Подошел небольшого роста сержант и спросил: «Разрешите, товарищ младший лейтенант, я его по-настоящему осмотрю. Что-то похожего ничего нет. Мы со Смирновым земляки, с одного района, да и деревни наши рядом. Ты говоришь, Смирнов. Вот тебе за Смирнова», — и ударил его в челюсть. Самозванец свалился. «Бей его. Расстрелять его», — закричали почти все. «Где Смирнов, куда его девали?» Разъяренные люди пинали и били самозванца.

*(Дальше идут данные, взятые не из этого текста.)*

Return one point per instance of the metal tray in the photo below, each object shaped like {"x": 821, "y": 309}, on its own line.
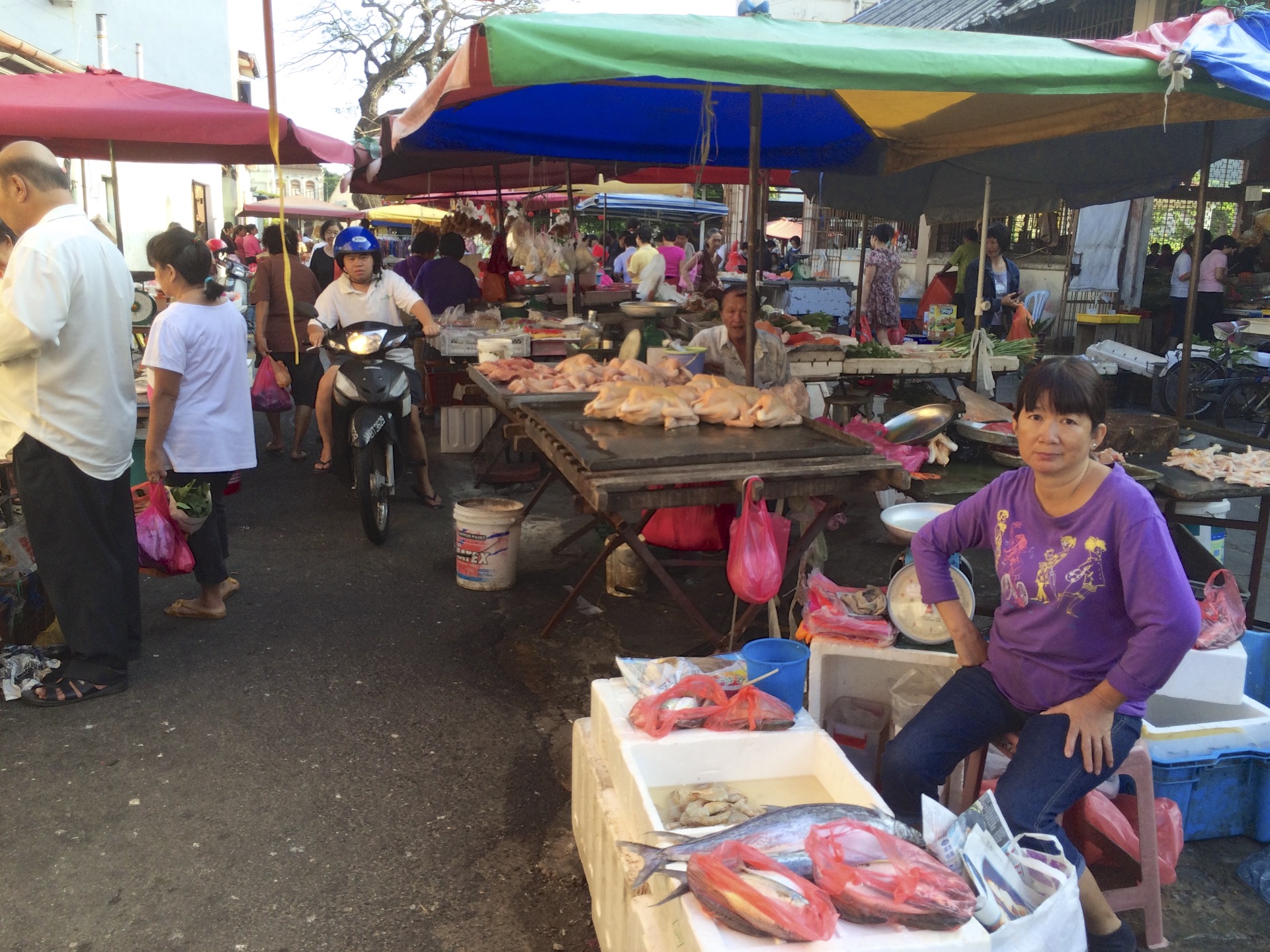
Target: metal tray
{"x": 613, "y": 444}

Мы с Кошкиным и младшими командирами вынуждены были подать команду: «Становись в строй!» Люди встали в строй и требовали расстрелять самозванца. «Что вы галдите? — кричал Кошкин. — Расстрелять, расстрелять, это проще всего. А вот получить от него ценные сведения тоже немаловажное значение имеет. Сдадим в особый отдел бригады, там специалисты, пусть разбираются. Направо! — подал команду Кошкин. — Шагом марш!»

Шли быстро. По пути к нам примыкали рядовые, младшие командиры и даже офицеры из разных родов войск: артиллеристы, танкисты, чудом уцелевшие пограничники и даже летчики в темно-синей форме.

Среди многих царил страх за свою жизнь. Они говорили, что их воинские подразделения, не принимая боя, трусливо разбежались по лесу. Многие сдались в плен. Не было боеприпасов, чтобы дать отпор немцам. Те, кого беда разлучила со своими воинскими подразделениями, примыкали к нам, просили патроны и шли за нами до конца. Те, кто струсил, в трудную минуту бросил своих товарищей и сбежал, присоединялись к нам и тут же отставали. Уходили в леса спасать свою шкуру. Повсюду среди наших вояк сеялась паника. Распространялись нелепые слухи, что немцы высадили крупные десанты в Ригу, Минск, Киев, Ленинград и так далее и без сопротивления заняли эти города. Что наше правительство бежало в Америку. Поэтому напрасно мы бежим, надо сдаваться в плен.